Thursday, March 11, 2010

Lazy blogging

* Trader Joe's has these really awesome popsicles right now, with raspberry, lemon and strawberry stripes. Don't tell me it's not popsicle season! I finished the box and then had a dream about them last night. I am haunted by the memory of the popsicles. The only problem is that the strawberry stripe, the least interesting of the three, comes last. It's marginally irksome that I can't eat that part first.

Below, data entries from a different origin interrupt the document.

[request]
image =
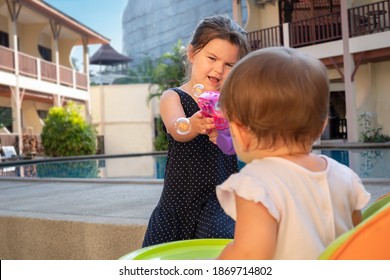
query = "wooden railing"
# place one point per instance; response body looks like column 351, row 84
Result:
column 369, row 18
column 365, row 19
column 40, row 69
column 7, row 59
column 269, row 37
column 48, row 71
column 66, row 76
column 28, row 65
column 315, row 30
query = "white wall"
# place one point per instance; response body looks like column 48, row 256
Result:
column 125, row 118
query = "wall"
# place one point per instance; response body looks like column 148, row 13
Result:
column 122, row 114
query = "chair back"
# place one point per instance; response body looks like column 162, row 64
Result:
column 367, row 241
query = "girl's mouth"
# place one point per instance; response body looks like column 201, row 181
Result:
column 213, row 80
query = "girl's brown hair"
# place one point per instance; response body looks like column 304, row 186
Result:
column 280, row 94
column 218, row 27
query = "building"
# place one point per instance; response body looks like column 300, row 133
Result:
column 151, row 28
column 351, row 37
column 36, row 71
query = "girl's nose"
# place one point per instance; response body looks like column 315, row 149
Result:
column 219, row 67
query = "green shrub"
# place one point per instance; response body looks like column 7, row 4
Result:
column 66, row 133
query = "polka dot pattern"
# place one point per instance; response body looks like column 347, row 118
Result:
column 188, row 207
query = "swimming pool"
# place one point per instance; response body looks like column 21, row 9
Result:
column 367, row 163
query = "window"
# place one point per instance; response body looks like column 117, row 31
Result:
column 6, row 118
column 42, row 114
column 44, row 52
column 4, row 40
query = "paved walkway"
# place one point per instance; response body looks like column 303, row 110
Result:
column 99, row 201
column 82, row 219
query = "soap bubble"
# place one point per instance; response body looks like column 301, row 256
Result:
column 183, row 126
column 198, row 89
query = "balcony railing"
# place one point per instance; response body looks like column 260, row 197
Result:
column 365, row 19
column 33, row 67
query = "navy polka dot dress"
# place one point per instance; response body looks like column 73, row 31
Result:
column 188, row 207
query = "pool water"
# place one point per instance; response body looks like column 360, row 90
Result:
column 366, row 163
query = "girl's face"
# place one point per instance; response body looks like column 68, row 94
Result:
column 212, row 64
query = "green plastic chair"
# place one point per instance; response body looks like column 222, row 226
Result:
column 379, row 203
column 367, row 241
column 194, row 249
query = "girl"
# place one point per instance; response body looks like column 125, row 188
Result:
column 287, row 202
column 188, row 207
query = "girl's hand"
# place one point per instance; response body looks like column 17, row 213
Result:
column 213, row 136
column 201, row 124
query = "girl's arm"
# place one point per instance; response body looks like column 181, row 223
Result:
column 255, row 233
column 171, row 110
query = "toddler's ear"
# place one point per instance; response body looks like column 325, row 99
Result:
column 241, row 136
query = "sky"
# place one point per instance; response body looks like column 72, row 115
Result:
column 102, row 16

* Speaking of margins, did you hear about the big to-do on Steven Fama's blog w/r/t the new Larry Eigner collected? (John just received review copies of all four volumes.) I've never read his work, but coming at this from a completely superficial level, I find it hard to believe that simply shifting the left margin an inch or two could have a drastic effect on the quality of a poem (as long as the relative indentations of lines are preserved). Margins vary in size as a result of print and design considerations. Some layouts look better than others, sure, but I'm baffled by the claim that the new books "profoundly violate his poems." Fama presents a scanned example of a poem the way Larry intended it and I fail to see what the big deal is. Enlighten me?

* It was popsicle weather last weekend. I bought a fun spring dress + fun spring hat at Target and then wore them post-haste. I received many compliments and some irritated looks.

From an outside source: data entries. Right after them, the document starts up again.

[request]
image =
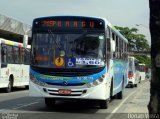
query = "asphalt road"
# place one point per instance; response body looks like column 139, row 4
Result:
column 18, row 105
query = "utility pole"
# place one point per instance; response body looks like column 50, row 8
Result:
column 154, row 104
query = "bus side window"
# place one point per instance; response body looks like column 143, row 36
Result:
column 16, row 55
column 9, row 55
column 3, row 54
column 27, row 57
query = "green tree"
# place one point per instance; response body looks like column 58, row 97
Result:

* I have a new perfume on my arm: Moschino Funny!, sniffed first at Colonial Drug and purchased more frugally online. It reminds me of the popsicles.

* Posting YouTube videos doesn't count as blogging per se, but I really love this.


  1. fama said something similar about the design of the Library of America ashbery. i don't see what the big deal is either.

  2. Maybe the best video ever. Wow/yay.

  3. I love that video. Have you seen the fake trailer for The Shining?

  4. The one where The Shining is a feel-good movie? Yes :)

  5. Don't even talk to me about Trader Joe's, snif. I don't understand why we can't have one in Savannah--the design students would buy so many dried berries there!

  6. I'd be very upset if TJ's stopped carrying dried cherries. They cost more than twice as much at Whole Foods.

  7. Hi Elisa,

    Thanks for giving what I wrote about The Collected Eigner a look, and a thought.

    I'm not sure I can say it any different than I did. Quite probably we feel differently about the importance of preserving Eigner's margin on the page, as he typed it.

    These books were sold, trumpeted within as well, as having the highest fidelity to the poems as Eigner put them on the page.

    More important to me -- and here you may disagree, I understand -- "everything on the page" mattered to Eigner. He put those poems where he did, relative to the page edges, because he decided that's where they'd be his poems.

    The "trade" books that print Eigner's poems more in accord with how he typed (placed) them on the page, with the relatively fat left hand margin do for me provide a far more poetic experience. These would include the 1970s / 1980s Elizabeth Press editions, and the Black Sparrow publications from around the same time.

    I must say that I continue reading, and deeply, The Collected Eigner, although it is not easy given what I know about where the poems should have gone on the page.

    (By the way, my criticism of the Ashbery Library of America edition had to do with the thin-ness of the paper. The poetry there, on some pages, trends towards being hard to read because the print on the reverse side shows through.)

  8. Thanks for your comment Steven. Theoretically, I appreciate the argument that everything on the page matters (and I certainly think that everything from the margins to the font in which the poems are printed to the quality of the paper has an effect on how you receive the poem), but I tend to think of poems as objects separate from the page. Unlike a painting, which exists as a single object in time/space, a poem can be reprinted over and over in different contexts and still be the same poem. The shift in the margins doesn't feel as devastating to me as it does to you (or as it would, perhaps, to Larry Eigner).

  9. Amazing to me you've gone this long without ever reading Eigner!

  10. Well, I've read a couple of poems, just not a whole book, which I'm guessing I'd need to do to really "get it." The list of people I haven't read extensively is staggering!

  11. *150* Eigner.

    Talk about the bridge that goes nowhere. Are Stanford students happy their tuition was raised to fund this boondoggle.

    The money you waste on it could buy 15-20 books by living poets.

  12. "The money you waste on it could buy 15-20 books by living poets."

    or enough alcohol to feed one college student for a week. which is probably what they'd use any extra money for, rather than poetry books.